“Cos’è successo alle agenzie di pubblicità in Italia? La cultura della comunicazione è andata a ramengo con passo lento ma costante. In un paio di decenni un prezioso bagaglio di saper fare sembra essere evaporato lasciando il posto a un deserto di mediocrità.
Solo una al top
Abbiamo solo un’agenzia che lavora con continuità sia strategica che creativa. Altre due o tre sono eccellenti nella creatività: perfette sulla breve distanza e per la carriera di qualcuno. Di cose scritte bene, ne vedo poche. Non saprei da chi mandare un giovane che vuole imparare il mestiere del copywriter.
Gasati per quanto ieri era standard
Ci gasiamo condividendo progetti che qualche tempo fa erano la norma e che oggi, quando finalmente vedono la luce, ci sembrano dei miracoli. Postiamo anche lavori dozzinali come se qualche like ne confutasse la sostanza, giacché sulla piattaforma del consenso non ci sarà mai nessuna forma di critica. È un tripudio di auto-approvazione sterile.
La qualità dei Cmo è crollata
Nelle aziende, con le HR che assumono con lo stampino, va peggio.
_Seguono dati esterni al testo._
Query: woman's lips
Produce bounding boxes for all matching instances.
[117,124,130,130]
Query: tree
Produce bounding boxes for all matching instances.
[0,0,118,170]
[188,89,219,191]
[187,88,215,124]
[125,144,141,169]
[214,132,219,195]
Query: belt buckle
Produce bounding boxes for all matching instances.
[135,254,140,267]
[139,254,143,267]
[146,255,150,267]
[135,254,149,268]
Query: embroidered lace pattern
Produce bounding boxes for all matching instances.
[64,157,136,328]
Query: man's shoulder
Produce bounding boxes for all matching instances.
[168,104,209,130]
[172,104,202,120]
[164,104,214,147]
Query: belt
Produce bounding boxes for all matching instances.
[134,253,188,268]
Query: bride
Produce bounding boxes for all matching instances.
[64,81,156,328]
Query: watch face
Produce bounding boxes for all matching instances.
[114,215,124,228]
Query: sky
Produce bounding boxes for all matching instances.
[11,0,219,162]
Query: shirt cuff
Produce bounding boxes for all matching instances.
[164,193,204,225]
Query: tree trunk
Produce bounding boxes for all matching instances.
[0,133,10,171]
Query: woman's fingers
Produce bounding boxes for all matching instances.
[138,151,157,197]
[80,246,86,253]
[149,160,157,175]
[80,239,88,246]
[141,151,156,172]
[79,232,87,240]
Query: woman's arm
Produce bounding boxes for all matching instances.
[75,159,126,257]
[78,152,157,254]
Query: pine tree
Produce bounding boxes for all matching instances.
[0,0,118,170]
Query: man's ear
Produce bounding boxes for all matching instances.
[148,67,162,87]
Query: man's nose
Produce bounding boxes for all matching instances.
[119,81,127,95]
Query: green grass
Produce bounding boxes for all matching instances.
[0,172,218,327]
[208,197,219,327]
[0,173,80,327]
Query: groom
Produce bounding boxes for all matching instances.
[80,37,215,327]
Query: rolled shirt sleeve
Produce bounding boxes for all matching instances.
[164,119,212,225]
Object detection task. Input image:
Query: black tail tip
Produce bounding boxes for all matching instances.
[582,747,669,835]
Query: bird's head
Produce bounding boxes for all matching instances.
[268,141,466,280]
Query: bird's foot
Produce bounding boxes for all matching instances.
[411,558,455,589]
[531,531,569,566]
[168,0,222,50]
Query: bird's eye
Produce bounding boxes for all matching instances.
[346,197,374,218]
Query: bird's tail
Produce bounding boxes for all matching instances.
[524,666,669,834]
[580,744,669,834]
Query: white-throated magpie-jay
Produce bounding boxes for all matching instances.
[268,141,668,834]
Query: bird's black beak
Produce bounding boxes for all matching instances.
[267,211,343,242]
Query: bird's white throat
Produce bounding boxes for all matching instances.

Quando nel 1999 ho iniziato a lavorare e assistevo alle riunioni in silenzio, ricordo che i direttori marketing conoscevano bene la materia, erano professionisti con cui l’agenzia dialogava alla pari costruendo valore. C’era anche un proficuo scambio di assunzioni tra agenzie e aziende e il sapere circolava in modo virtuoso. Negli anni la qualità degli interlocutori è crollata. I movimenti di pancia guidano i nuovi reparti marketing, è la triste eredità di una generazione che si è formata sui social. Le agenzie si sono adeguate: pur di vendere hanno sostituito la visione strategica con l’effetto wow”.
Tutta colpa dei tempi?
Non si può liquidare la questione con ‘i tempi sono cambiati’ e neppure con il classico ‘non ci sono più i budget di una volta’. O peggio: ‘siamo nell’era dei creator’. Il 6×3 di una casa automobilistica che esce con il prezzo al posto di un bel titolo è un chiaro sintomo di decadimento culturale, non economico. E di esempi ce ne sarebbero a bizzeffe.
La domanda influenza l’offerta. E le Associazioni che fanno?
Sono però convinto che la domanda influenzi l’offerta e che se da parte delle aziende ci fosse più consapevolezza sulla qualità, le agenzie saprebbero risvegliarsi e rispondere con dignità. Servirebbe un confronto vero, una riflessione collettiva. Recuperare autorevolezza dovrebbe essere l’obiettivo primario delle associazioni di categoria. Dobbiamo dare voce a quel saper fare che è prezioso e che non si può improvvisare. La trasmissione delle competenze richiede maturità, metodo e cura, non avviene per imitazione. Continuare a mettere la polvere sotto al tappeto dei like alimenta una catena del disvalore che fa sprecare denaro alle aziende e guasta un intero settore. Il mito dei social dove si fa tutto subito e a basso costo è al tramonto, i tempi sono maturi per un cambio di traiettoria. Urge una critica serrata a un sistema ormai stantio, e allo stesso tempo è fondamentale tornare a divulgare progettualità e strategia”.
Chi è Matteo Bianchi
Nel 1999 inizia a lavorare come copywriter a Milano. Dal 2004 si occupa di comunicazione integrata con particolare attenzione all’online, canale che svolge un ruolo sempre più centrale e lo porta in agenzie digitali con mansioni a cavallo fra creatività e strategia, anche nell’e-commerce. La sua formazione si completa in azienda, come brand marketing manager, sia in ambito BtoB che BtoC. Oggi lavora come consulente per agenzie e aziende.